McGrath and Adler’s work considered 30 valuable life skills and examined their measurability, malleability (evidence that these skills can be changed or improved in an educational setting) and meaningfulness (having evidence that improving skills can change the lives of youth) to determine the 10 best, which, when taught, are most likely to result in demonstrable and valuable results in youth.

These skills are mindfulness; empathy and compassion; self-efficacy and self-determination; problem solving; critical thinking; goal orientation and goal completion; resilience and stress resistance; self-awareness; purposefulness; and self-regulation, self-control and emotion regulation.

“We were really looking for those skills where there is a substantial body of evidence saying, ‘Yes, schools have the capacity to change these things,’” McGrath said in the panel discussion.

“I was happy that one of the skills that made it to the list was critical thinking. When we talk about life skills that really matter, that one is right up there,” McGrath said at the event. “The most effective critical-thinking programs had intentional instruction in critical thinking and also integrated it into every component of the curriculum.”
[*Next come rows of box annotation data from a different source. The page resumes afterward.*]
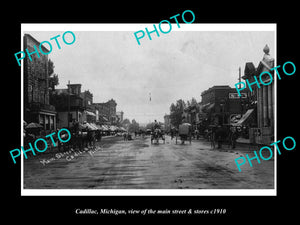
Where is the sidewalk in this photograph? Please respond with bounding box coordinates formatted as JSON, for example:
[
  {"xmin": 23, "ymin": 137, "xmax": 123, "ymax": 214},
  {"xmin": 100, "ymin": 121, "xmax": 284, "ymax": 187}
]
[{"xmin": 236, "ymin": 137, "xmax": 250, "ymax": 144}]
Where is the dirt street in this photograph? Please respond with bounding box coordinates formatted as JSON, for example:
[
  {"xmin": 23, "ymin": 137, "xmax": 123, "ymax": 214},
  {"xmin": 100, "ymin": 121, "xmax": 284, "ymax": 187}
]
[{"xmin": 24, "ymin": 136, "xmax": 274, "ymax": 189}]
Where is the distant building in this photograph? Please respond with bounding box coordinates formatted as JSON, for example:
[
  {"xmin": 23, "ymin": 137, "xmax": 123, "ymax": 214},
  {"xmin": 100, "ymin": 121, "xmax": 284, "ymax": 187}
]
[
  {"xmin": 116, "ymin": 111, "xmax": 124, "ymax": 123},
  {"xmin": 164, "ymin": 114, "xmax": 171, "ymax": 132},
  {"xmin": 24, "ymin": 34, "xmax": 56, "ymax": 133},
  {"xmin": 243, "ymin": 45, "xmax": 275, "ymax": 144},
  {"xmin": 92, "ymin": 99, "xmax": 117, "ymax": 125},
  {"xmin": 51, "ymin": 84, "xmax": 96, "ymax": 128},
  {"xmin": 200, "ymin": 85, "xmax": 249, "ymax": 125}
]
McGrath and Adler are working with IADB and the World Bank, which provides loans and grants to low- and middle-income countries around the world. “This is the first effort by these large institutions to develop a set of specific conclusions about what evidence-based life skills are associated with the strongest research support,” McGrath says.

“Despite billions of dollars devoted to programs around the world with very different goals,” he continues, “there is still very little known about what works best with which youth in which situations. We’re still just at the beginning of this exciting project, so where it will lead is still an adventure in the making.”